Colorectal Cancer Open Access
Copyright ©The Author(s) 2003. Published by Baishideng Publishing Group Inc. All rights reserved.
World J Gastroenterol. Jul 15, 2003; 9(7): 1477-1481
Published online Jul 15, 2003. doi: 10.3748/wjg.v9.i7.1477
Laparoscopic total mesorectal excision of low rectal cancer with preservation of anal sphincter: A report of 82 cases
Zong-Guang Zhou, Zhao Wang, Yong-Yang Yu, Ye Shu, Zhong Cheng, Li Li, Wen-Zhang Lei, Tian-Cai Wang, Department of General Surgery and Institute of Digestive Surgery, West China Hospital, Sichuan University, Chengdu 610041, Sichuan Province, China
Author contributions: All authors contributed equally to the work.
Supported by the Key Project of National Outstanding Youth Foundation of China, No. 39925032
Correspondence to: Zong-Guang Zhou, Department of General Surgery and Institute of Digestive Surgery, West China Hospital, Sichuan University, Chengdu 610041, Sichuan Province, China. zhou767@21cn.com
Telephone: +86-28-85422484
Received: June 14, 2002
Revised: July 4, 2002
Accepted: July 19, 2002
Published online: July 15, 2003

Abstract

AIM: To assess the feasibility and efficacy of laparoscopic total mesorectal excision (LTME) of low rectal cancer with preservation of anal sphincter.

METHODS: From June 2001 to June 2003, 82 patients with low rectal cancer underwent laparoscopic total mesorectal excision with preservation of anal sphincter. The lowest edge of tumors was below peritoneal reflection and 1.5-7 cm from the dentate line (1.5-5 cm in 48 cases, 5-7 cm in 34 cases).

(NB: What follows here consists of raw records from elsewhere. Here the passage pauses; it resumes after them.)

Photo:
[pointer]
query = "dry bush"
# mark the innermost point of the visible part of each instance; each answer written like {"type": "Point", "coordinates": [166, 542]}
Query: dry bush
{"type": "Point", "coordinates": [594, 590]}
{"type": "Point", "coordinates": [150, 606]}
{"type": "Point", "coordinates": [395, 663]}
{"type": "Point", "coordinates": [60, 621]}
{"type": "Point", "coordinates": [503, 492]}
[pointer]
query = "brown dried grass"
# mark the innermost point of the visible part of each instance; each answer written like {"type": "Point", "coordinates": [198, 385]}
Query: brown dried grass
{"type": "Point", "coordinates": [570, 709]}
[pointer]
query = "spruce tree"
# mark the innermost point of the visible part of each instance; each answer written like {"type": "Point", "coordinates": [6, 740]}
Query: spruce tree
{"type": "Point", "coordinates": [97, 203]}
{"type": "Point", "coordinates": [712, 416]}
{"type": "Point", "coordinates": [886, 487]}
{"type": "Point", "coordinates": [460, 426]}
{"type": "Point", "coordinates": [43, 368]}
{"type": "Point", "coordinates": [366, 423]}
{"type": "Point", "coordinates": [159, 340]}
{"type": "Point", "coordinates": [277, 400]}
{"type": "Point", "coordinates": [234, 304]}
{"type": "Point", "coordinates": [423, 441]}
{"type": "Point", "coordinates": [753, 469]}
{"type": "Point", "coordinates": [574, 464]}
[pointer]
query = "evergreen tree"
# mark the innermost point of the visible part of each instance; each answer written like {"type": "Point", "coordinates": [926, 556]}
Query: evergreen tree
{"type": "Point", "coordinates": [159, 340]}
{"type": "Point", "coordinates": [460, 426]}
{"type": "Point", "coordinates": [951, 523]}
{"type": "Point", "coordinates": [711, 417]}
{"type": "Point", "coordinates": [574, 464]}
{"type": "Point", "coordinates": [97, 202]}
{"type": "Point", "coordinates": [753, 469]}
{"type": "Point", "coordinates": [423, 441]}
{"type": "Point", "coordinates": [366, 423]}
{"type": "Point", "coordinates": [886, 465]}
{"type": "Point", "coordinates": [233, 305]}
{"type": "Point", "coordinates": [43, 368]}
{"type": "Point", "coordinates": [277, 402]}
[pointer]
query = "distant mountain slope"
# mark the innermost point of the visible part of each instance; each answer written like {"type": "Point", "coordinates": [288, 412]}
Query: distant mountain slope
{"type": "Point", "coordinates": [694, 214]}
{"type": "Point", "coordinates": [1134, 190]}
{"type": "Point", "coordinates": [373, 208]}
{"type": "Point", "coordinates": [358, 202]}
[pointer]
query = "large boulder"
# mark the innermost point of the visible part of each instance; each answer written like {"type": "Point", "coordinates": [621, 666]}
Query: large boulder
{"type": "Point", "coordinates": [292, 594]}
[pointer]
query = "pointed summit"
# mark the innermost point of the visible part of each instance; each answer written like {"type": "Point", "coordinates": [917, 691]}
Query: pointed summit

RESULTS: LTME with anal sphincter preservation was performed on 82 randomized patients with low rectal cancer, and 100% sphincter preservation rate was achieved. There were 30 patients with laparoscopic low anterior resection (LLAR) at the level of the anastomosis below peritoneal reflection and 2 cm above from the dentate line; 27 patients with laparoscopic ultralow anterior resection (LULAR) at the level of anastomoses 2 cm below from the dentate line; and 25 patients with laparoscopic coloanal anastomoses (LCAA) at the level of the anastomoses at or below the dentate line. No defunctioning ileostomy was created in any case. The mean operating time was 120 min (ranged from 110-220 min), and the mean operative blood loss was 20 mL (ranged from 5-120 mL). Bowel function was restored and diet was resumed on day 1 or 2 after operation. The mean hospital stay was 8 d (ranged from 5-14). Postoperative analgesics were used in 45 patients. After surgery, 2 patients had urinary retention, one had anastomotic leakage, and another 2 patients had local recurrence one year later. No interoperative complication was observed.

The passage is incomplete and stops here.